A SCARBOROUGH man who returned to drug dealing to help settle his girlfriend’s debts and buy his grandchildren Christmas presents has been jailed for five-and-a-half years.
Paul Ludford, 40, who was said at York Crown Court to have a “miserable, miserable” previous history involving drugs, burglary, violence and motoring matters, had pleaded not guilty to a charge of burglary.
However, after the jury was sworn in, he offered a guilty plea to handling items from the Scarborough burglary which was accepted by the prosecution.
Ludford, of Trafalgar Square, then fell to be sentenced on two admitted charges of supplying drugs in the town.
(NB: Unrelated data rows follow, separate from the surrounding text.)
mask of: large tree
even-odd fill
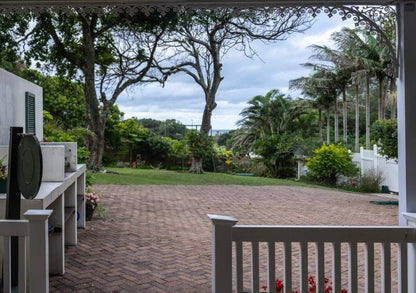
[[[120,94],[138,83],[159,80],[156,48],[172,17],[156,12],[43,13],[28,33],[31,58],[58,74],[83,81],[90,163],[101,167],[107,116]]]
[[[208,134],[216,95],[223,80],[222,59],[231,50],[248,57],[257,53],[254,40],[279,41],[310,26],[310,18],[296,9],[269,10],[212,9],[190,11],[181,17],[178,29],[171,32],[166,45],[176,62],[166,67],[168,75],[181,71],[203,90],[205,108],[200,131]]]

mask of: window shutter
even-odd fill
[[[36,135],[35,95],[26,92],[26,133]]]

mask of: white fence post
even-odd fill
[[[212,222],[212,293],[232,292],[233,217],[208,214]]]
[[[30,292],[49,292],[48,218],[52,210],[28,210],[29,220],[29,288]]]
[[[378,151],[377,151],[377,145],[375,144],[375,145],[373,145],[373,152],[374,152],[374,155],[373,155],[373,170],[374,170],[374,172],[375,173],[377,173],[378,172]]]

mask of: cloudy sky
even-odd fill
[[[275,44],[255,43],[261,58],[249,59],[241,52],[230,51],[223,59],[224,80],[217,93],[217,108],[212,116],[212,129],[235,129],[239,113],[247,101],[279,89],[293,98],[298,93],[289,92],[289,80],[307,76],[309,71],[301,63],[308,61],[312,44],[330,45],[330,36],[342,27],[352,27],[352,21],[342,21],[338,16],[316,18],[311,29],[292,35]],[[117,101],[124,118],[176,119],[184,124],[200,124],[204,109],[201,88],[185,74],[170,78],[165,87],[157,84],[136,87],[124,93]]]

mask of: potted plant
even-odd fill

His counsel, Richard Woolfall, told the court that the ex-heroin addict, had turned to “doing what is not an isolated position” in Scarborough of selling drugs on behalf of others, in order to help both his girlfriend, who was being threatened by drug dealers because of what she owed them, and to pay for presents.
David Garnett, prosecuting, told how police called to the scene of a burglary in Nelson Street on the night of February 24 this year, found Ludford on the street corner, drinking from a bottle of wine from the burgled house and close to a TV which was also part of the haul.
Searches at his girlfriend’s home in Nelson Street, and at Ludford’s own home, uncovered all the other items from the burglary.
Ludford’s response to being quizzed by the police about the burglary was “prove it” said Mr Garnett, who added that the admitted handling of the property by the defendant was a breach of his bail on the drug offences.
Mr Garnett said that Ludford was seen by police officers handing out drugs to several people and, when approached, ran off, throwing wraps of the drugs as he went.
The court heard that the drugs involved totalled a maximum of £1,225 in value.
Mr Woolfall told the court that, after serving his last sentence for burglary, his client had tried to stay away from drugs and offending, but, after finding out that his new girlfriend was in considerable debt to drug dealers, returned to his old ways.
Passing sentence, Judge Michael Mettyear described Ludford’s previous criminal history as both “terrible” and “a miserable, miserable” record.
He added that drugs cause misery in all sorts of ways, not only for those who take them but for the victims of the crimes committed by those using them in order to fund their habits.
Judge Mettyear also told Ludford that handlers of stolen property were as responsible as burglars for causing lasting effects on the victims whose homes had been entered and their personal items gone through.